Johnson & Johnson MedTech‘s Shockwave Medical today announced one-year results in a study using its Javelin peripheral IVL catheter.
Yesterday, the company shared findings from a separate intravascular lithotripsy (IVL) study. It presented findings at the annual Vascular InterVentional Advances (VIVA) meeting in Las Vegas. Today, it shared further IVL findings, this time for its novel, first-of-its-kind forward IVL platform.
The Javelin non-balloon catheter comprises part of the company’s forward IVL platform that features a similar safety and effectiveness profile to legacy Shockwave IVL catheters. The system aims to modify calcium and cross significantly narrowed vessels in patients with peripheral artery disease (PAD).
Shockwave launched Javelin in the U.S. in March, then launched in Europe in September. Chief Medical Officer Dr. Nick West recently spoke to Medical Design & Outsourcing about the latest developments at the company.
New findings shared at VIVA demonstrated low rates of major amputation and cardiovascular death in a high-risk, complex patient population.
“These one year outcomes show that Shockwave Javelin demonstrated lasting durability, with most patients remaining free from repeat intervention,” said Dr. JD Corl, medical director of the PAD/CLI Program at The Lindner Center for Research and Education at The Christ Hospital and Principal Investigator of the FORWARD PAD study. “Severe calcification has long been one of the greatest challenges in endovascular treatment of PAD, driving higher rates of complications, mortality and limb loss. Until now, clinicians lacked a technology that could modify calcium safely to enable the crossing of heavily stenosed lesions.
“These results demonstrate that IVL is not just overcoming that barrier—it is redefining what’s possible and enabling optimized outcomes for a broader population of PAD patients.”
A look at the findings shared by Shockwave
Shockwave shared findings from the feasibility and FDA investigational device exemption (IDE) studies of Javelin. The studies were the MINI S and FORWARD PAD studies, respectively. The prospective, multi-center, single-arm, angiographic core-lab adjudicated studies had similar inclusion and exclusion criteria.
According to Shockwave, the studies enrolled 110 patients, with 103 presenting heavily calcified, stenotic peripheral arterial lesions.
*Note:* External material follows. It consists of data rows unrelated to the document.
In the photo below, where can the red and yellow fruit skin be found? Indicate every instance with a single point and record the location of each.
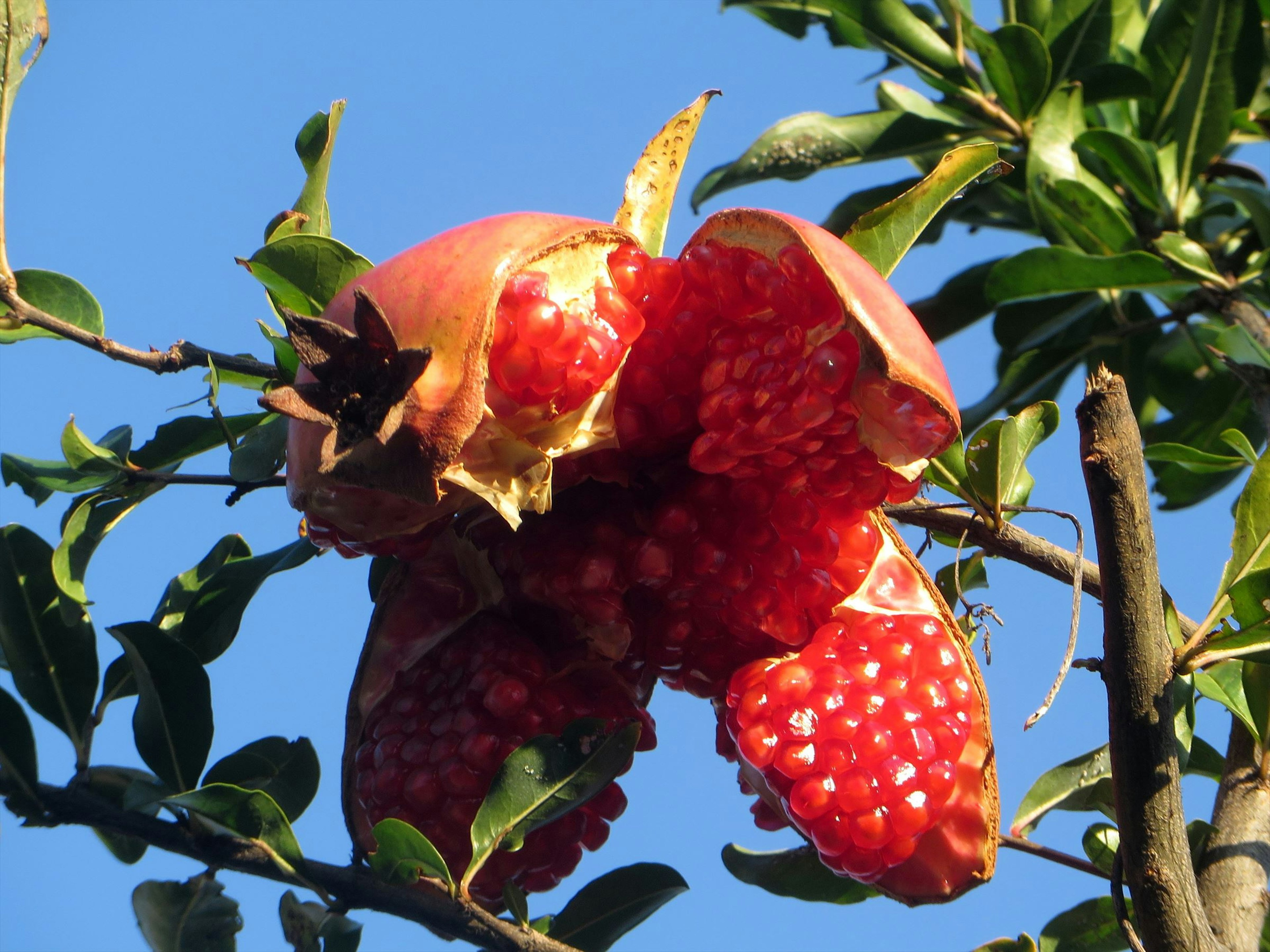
(960, 851)
(441, 294)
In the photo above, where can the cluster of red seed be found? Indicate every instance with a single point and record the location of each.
(432, 745)
(548, 354)
(859, 734)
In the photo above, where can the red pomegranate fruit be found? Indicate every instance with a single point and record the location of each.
(439, 706)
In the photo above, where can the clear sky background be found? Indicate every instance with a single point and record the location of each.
(154, 142)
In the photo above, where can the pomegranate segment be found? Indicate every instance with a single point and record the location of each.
(859, 735)
(430, 748)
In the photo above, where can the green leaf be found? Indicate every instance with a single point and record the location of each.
(1090, 927)
(1102, 842)
(189, 436)
(1047, 273)
(18, 756)
(88, 522)
(1126, 158)
(187, 917)
(1016, 62)
(1251, 524)
(883, 236)
(304, 273)
(54, 294)
(812, 142)
(1081, 783)
(1192, 459)
(404, 855)
(972, 575)
(251, 815)
(314, 147)
(545, 778)
(1202, 122)
(112, 783)
(54, 660)
(1223, 683)
(185, 588)
(797, 874)
(610, 907)
(1024, 944)
(262, 453)
(1191, 256)
(214, 617)
(173, 721)
(287, 771)
(312, 927)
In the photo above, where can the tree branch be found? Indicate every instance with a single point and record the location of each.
(1232, 871)
(1138, 671)
(1013, 543)
(182, 355)
(354, 887)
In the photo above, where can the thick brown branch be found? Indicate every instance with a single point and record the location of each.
(1232, 871)
(354, 887)
(1138, 671)
(182, 355)
(1013, 543)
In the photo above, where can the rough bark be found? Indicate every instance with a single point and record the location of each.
(1137, 669)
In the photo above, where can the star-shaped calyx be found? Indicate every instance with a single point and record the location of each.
(362, 379)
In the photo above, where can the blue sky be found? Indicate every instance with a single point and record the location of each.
(153, 143)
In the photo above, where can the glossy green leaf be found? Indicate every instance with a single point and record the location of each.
(1100, 843)
(883, 236)
(404, 855)
(304, 273)
(1251, 525)
(610, 907)
(53, 659)
(287, 771)
(187, 917)
(1024, 944)
(18, 756)
(189, 436)
(185, 588)
(1089, 927)
(1046, 273)
(113, 783)
(1223, 683)
(545, 778)
(54, 294)
(1202, 121)
(88, 522)
(1128, 159)
(1016, 62)
(214, 617)
(958, 304)
(812, 142)
(173, 720)
(971, 575)
(262, 452)
(797, 874)
(1080, 783)
(248, 814)
(312, 927)
(1191, 458)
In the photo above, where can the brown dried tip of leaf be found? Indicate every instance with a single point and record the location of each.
(362, 378)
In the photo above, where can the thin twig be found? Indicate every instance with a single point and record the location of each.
(1025, 846)
(1122, 909)
(352, 885)
(182, 355)
(1079, 565)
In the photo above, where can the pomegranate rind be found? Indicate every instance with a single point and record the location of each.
(444, 294)
(892, 339)
(960, 852)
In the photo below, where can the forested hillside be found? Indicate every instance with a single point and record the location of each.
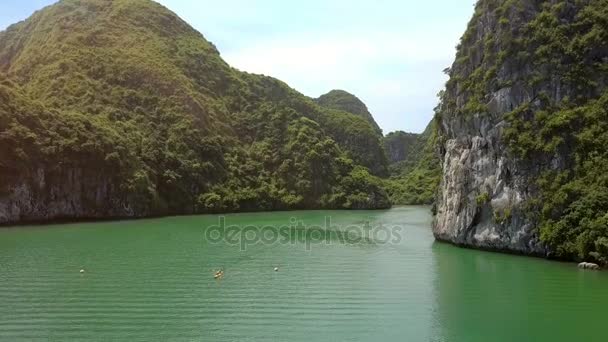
(524, 130)
(121, 109)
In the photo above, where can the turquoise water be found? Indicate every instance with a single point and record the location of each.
(153, 280)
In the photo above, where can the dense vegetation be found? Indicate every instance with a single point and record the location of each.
(414, 180)
(127, 91)
(555, 55)
(342, 100)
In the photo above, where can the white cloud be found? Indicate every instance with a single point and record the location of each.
(392, 73)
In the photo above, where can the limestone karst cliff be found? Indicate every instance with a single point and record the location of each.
(523, 131)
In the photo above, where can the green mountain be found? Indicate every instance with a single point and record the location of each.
(415, 166)
(400, 147)
(121, 109)
(524, 131)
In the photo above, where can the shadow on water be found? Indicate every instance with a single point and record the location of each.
(485, 296)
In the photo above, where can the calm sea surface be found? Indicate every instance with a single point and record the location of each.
(152, 280)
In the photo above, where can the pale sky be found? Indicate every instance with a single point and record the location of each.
(390, 53)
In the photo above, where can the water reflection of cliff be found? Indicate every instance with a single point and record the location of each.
(485, 296)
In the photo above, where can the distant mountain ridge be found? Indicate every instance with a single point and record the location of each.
(343, 100)
(121, 109)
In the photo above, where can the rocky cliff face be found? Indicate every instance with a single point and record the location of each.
(519, 63)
Average lesion length came in at 77mm. Just under half the target lesions were located below the knee (BTK). Over a third were chronic total occlusions (CTO).
Key findings include low rates of major amputation, with the 12-month target rate coming in at 1%. Investigators also saw low rates of cardiovascular death, coming in at 3.9% at one year. CD-TLR rate totaled 14.7%, while the study also reported durable patency. At one year, primary patency above the knee (ATK) was 72.7% and BTK was 61.5%.
“These one-year data strengthen our conviction in Javelin as a safe, effective solution for modifying and crossing the most complex PAD lesions,” said West. “The durable benefits we’re seeing—specifically in difficult-to-cross, severely calcified disease—signal a step change in how clinicians can approach these cases. We remain committed to advancing innovations that expand options and elevate outcomes for PAD patients.”